Although there’s a high demand among other universities for tests like these, Holden said there isn’t concern about Loyola having adequate access to tests because all the lab requires for a test is a person’s spit sample.
“We anticipate being able to meet our partners’ testing needs through our lab network,” Taylor confirmed.
SHIELD Illinois’ test still hasn’t received emergency authorization from the Food and Drug Administration, but that hasn’t affected Loyola’s rollout of the testing system, Holden said. It only means the lab must take additional steps when processing people’s spit samples.
Taylor said these extra steps are part of a process called “surveillance mode” and will be in place until the FDA authorizes the test. In this expanded process, universities send the spit samples to the lab without identification, receive the results, then match the results with the identities. Also due to the lack of authorization, positive test results are called “presumptive positive,” and people are instructed to seek out a second test to verify the result, Taylor said. Tests to confirm the results are available at the Wellness Center, Holden said.

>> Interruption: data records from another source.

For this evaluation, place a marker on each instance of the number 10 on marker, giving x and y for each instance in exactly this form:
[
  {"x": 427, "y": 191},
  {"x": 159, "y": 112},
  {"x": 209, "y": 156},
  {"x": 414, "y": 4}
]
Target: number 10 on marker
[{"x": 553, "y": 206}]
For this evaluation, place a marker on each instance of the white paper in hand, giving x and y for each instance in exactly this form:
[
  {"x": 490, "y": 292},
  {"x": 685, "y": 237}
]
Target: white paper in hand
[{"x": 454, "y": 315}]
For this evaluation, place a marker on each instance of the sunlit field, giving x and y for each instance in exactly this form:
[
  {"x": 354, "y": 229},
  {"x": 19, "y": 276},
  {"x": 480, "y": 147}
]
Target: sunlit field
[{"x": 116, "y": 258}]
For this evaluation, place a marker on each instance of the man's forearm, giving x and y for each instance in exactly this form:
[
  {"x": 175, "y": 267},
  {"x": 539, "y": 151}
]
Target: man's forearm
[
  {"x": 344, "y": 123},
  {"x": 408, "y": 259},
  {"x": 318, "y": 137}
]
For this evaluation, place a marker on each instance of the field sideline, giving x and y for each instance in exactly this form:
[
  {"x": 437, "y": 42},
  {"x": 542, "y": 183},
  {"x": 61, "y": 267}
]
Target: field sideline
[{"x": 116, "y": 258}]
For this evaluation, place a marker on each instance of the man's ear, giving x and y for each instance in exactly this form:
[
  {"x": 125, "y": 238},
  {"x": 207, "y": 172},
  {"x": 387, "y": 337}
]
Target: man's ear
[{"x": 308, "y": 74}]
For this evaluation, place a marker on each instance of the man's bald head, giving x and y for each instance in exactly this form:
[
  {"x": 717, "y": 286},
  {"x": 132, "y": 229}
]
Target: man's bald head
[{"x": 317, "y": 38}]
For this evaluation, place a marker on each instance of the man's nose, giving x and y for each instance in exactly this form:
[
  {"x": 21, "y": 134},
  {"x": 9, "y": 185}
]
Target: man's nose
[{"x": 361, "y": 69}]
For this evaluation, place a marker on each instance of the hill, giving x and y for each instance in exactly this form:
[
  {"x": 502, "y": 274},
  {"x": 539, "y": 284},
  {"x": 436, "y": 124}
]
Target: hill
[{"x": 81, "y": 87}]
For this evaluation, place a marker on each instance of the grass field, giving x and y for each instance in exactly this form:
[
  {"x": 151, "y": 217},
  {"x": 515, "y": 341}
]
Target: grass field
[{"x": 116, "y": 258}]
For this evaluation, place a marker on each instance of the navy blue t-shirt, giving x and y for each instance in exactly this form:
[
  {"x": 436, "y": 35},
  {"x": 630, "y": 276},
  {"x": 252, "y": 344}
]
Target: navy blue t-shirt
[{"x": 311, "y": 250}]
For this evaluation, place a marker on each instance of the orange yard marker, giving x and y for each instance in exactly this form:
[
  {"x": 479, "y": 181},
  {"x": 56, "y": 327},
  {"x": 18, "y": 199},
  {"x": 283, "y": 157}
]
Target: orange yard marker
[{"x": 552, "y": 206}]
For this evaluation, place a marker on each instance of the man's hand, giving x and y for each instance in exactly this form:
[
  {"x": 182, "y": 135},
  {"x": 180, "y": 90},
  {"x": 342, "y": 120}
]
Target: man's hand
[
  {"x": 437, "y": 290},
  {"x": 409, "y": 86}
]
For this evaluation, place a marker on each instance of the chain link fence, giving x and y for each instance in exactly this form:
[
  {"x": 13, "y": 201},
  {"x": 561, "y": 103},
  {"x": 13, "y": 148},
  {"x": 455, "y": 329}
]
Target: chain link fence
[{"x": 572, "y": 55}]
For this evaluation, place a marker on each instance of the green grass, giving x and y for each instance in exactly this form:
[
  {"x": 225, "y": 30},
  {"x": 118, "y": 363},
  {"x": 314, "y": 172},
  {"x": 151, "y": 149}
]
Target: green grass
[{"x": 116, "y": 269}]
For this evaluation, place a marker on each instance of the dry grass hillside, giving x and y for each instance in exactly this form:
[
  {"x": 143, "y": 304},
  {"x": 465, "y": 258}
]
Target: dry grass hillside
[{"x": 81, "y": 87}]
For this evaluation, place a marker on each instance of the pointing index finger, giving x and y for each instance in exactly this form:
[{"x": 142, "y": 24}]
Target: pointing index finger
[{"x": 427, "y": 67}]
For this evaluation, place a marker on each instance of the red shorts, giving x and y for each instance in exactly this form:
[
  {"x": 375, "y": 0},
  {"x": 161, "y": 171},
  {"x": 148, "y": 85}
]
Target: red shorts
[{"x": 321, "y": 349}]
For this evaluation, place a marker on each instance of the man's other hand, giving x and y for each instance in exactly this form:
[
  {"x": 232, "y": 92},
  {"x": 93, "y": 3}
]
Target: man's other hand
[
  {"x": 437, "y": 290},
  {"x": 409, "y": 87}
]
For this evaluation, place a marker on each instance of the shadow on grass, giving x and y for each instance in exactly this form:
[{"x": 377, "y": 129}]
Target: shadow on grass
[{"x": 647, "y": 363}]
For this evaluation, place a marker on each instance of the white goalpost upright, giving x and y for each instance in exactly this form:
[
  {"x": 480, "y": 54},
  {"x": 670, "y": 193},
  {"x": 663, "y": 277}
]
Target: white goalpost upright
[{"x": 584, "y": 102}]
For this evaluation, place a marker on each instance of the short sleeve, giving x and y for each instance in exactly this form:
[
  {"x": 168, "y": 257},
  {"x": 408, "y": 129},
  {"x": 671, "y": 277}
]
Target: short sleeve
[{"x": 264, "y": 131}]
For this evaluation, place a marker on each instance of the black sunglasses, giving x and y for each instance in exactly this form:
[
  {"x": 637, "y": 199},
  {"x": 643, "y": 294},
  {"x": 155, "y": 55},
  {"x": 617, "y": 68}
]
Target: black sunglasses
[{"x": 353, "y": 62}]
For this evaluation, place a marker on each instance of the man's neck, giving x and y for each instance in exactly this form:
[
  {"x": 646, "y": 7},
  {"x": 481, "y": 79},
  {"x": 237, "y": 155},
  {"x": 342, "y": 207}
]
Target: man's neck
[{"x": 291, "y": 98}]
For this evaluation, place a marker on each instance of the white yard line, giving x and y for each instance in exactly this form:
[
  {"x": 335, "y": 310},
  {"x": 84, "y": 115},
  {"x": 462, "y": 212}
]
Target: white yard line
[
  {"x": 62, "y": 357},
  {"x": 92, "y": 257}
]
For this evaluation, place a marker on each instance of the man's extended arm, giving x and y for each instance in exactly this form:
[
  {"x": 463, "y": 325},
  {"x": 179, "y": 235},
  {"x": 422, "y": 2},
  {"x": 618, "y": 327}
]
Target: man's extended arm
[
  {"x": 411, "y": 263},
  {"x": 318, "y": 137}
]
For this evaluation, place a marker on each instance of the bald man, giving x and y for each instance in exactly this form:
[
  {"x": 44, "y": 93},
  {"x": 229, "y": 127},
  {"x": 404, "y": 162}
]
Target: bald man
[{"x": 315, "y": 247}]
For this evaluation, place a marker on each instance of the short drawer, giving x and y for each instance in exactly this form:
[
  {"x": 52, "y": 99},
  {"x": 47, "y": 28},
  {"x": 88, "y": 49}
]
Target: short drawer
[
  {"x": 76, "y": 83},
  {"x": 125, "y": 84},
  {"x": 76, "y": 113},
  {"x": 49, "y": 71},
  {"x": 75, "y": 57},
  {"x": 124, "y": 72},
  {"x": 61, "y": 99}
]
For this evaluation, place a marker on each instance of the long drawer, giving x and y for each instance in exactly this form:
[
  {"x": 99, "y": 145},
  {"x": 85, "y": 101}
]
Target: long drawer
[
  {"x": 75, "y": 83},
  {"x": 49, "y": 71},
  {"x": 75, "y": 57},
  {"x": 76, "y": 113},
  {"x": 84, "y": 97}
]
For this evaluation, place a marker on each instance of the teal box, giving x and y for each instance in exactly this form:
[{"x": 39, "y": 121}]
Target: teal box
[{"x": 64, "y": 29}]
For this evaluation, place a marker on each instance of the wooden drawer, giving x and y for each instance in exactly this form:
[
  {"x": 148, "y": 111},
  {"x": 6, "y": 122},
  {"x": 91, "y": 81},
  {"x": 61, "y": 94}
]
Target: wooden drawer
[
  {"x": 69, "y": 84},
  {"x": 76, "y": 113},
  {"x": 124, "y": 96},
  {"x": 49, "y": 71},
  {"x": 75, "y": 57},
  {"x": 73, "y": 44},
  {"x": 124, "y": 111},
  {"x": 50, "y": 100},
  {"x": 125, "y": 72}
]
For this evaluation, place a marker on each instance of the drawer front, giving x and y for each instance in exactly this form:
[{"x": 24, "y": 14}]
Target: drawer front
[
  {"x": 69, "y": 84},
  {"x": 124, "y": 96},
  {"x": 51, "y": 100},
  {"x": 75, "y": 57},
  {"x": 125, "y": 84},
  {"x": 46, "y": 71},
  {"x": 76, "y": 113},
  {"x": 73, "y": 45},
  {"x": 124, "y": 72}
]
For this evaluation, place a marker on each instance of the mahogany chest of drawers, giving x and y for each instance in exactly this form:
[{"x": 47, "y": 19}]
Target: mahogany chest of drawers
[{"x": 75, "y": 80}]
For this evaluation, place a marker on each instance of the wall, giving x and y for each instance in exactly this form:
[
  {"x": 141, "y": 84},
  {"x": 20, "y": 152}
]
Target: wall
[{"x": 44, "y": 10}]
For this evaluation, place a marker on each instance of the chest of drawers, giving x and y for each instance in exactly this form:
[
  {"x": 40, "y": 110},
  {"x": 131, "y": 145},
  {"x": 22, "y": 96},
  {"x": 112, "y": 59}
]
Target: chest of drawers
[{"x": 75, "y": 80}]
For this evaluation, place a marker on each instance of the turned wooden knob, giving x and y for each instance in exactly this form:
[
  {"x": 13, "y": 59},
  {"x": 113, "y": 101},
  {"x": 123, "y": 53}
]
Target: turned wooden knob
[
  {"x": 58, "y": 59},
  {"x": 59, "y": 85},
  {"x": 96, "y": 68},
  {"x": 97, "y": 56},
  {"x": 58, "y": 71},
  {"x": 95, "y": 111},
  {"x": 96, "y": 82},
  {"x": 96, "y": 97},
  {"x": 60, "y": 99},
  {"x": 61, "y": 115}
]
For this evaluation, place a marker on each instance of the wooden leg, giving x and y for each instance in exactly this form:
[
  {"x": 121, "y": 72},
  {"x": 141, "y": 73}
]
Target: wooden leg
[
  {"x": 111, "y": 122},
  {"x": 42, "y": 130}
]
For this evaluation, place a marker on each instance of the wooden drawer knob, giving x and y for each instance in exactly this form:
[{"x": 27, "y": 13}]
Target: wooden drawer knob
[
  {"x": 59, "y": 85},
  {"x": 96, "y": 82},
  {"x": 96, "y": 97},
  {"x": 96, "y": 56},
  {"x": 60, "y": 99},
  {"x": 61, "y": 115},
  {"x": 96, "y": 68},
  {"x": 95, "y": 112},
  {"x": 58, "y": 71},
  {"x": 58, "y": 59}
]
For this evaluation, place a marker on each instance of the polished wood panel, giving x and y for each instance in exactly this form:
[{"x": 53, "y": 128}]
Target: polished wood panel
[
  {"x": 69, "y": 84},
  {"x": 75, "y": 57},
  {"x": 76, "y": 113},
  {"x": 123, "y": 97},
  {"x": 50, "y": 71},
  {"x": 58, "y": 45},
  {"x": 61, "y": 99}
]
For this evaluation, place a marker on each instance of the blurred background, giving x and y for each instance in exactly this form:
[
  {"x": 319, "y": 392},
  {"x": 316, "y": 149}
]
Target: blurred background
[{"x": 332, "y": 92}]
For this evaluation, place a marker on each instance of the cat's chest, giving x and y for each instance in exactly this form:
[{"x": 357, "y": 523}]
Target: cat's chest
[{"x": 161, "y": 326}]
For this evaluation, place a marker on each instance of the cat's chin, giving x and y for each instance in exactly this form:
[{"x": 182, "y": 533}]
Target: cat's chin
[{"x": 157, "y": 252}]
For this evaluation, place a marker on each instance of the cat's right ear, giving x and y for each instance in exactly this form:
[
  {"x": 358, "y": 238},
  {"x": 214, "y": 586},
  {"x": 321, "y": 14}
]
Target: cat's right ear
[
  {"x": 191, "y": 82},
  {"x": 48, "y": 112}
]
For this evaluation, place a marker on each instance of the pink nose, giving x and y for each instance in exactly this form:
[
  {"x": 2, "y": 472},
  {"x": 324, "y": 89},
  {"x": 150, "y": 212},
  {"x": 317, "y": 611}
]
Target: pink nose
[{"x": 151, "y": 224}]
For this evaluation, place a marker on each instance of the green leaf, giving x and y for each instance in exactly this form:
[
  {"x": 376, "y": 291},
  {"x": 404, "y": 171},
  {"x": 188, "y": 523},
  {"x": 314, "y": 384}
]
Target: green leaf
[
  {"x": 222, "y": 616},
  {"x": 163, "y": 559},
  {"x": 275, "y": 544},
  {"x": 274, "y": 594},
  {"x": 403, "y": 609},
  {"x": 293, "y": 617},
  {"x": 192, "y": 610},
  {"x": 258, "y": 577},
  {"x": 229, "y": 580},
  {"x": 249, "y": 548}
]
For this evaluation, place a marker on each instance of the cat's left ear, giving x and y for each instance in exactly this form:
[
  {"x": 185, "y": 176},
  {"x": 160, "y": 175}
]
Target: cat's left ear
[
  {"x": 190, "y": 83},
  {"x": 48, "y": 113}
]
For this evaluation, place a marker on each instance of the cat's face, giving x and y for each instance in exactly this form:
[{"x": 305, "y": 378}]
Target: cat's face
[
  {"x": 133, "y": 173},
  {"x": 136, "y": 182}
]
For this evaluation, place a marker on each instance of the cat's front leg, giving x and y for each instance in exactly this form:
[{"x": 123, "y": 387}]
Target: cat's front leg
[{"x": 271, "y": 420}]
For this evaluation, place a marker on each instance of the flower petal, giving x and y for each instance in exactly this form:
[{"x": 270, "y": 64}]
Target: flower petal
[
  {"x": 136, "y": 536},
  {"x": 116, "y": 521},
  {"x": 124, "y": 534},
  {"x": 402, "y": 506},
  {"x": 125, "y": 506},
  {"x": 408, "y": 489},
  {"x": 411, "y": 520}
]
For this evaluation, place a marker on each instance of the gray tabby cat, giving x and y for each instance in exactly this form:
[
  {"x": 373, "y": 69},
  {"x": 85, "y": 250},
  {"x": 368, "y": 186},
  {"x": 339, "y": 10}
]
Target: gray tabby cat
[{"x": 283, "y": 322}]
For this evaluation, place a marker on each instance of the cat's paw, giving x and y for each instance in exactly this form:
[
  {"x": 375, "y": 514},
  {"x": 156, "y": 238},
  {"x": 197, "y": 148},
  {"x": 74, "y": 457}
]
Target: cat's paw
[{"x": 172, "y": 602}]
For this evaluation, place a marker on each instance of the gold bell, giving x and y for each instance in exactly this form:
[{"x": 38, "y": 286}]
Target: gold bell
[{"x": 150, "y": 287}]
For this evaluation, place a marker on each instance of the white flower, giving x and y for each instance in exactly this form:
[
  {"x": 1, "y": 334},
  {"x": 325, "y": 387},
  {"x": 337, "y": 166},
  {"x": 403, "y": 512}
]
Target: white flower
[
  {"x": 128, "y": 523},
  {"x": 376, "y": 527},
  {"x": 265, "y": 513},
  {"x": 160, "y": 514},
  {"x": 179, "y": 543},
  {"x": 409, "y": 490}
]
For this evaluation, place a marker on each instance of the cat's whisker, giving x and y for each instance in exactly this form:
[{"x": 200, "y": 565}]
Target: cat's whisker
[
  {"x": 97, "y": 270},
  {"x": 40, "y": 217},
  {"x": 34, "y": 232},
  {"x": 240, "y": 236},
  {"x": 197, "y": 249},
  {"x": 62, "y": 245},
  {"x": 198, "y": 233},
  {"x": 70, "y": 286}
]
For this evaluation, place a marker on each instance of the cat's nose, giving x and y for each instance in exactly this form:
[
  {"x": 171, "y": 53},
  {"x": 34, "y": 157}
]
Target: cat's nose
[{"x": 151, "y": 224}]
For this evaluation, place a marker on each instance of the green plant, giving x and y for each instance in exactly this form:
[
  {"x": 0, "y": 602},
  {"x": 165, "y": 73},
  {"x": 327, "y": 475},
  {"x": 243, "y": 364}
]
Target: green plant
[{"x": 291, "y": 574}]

Although Loyola hasn’t had experience with a testing program like this, the university modeled its testing plans based on what worked at other universities where students returned to campus, Holden said.
“We have every expectation that it will be successful, but I’m sure there will be hiccups along the way,” Holden said. “We expect that to happen and we’ll deal with them. The most important thing, of course, is to be able to bring some students back to campus, develop this rigorous, widespread, scalable testing program which we’ve done, and try to get our feet back on the ground.”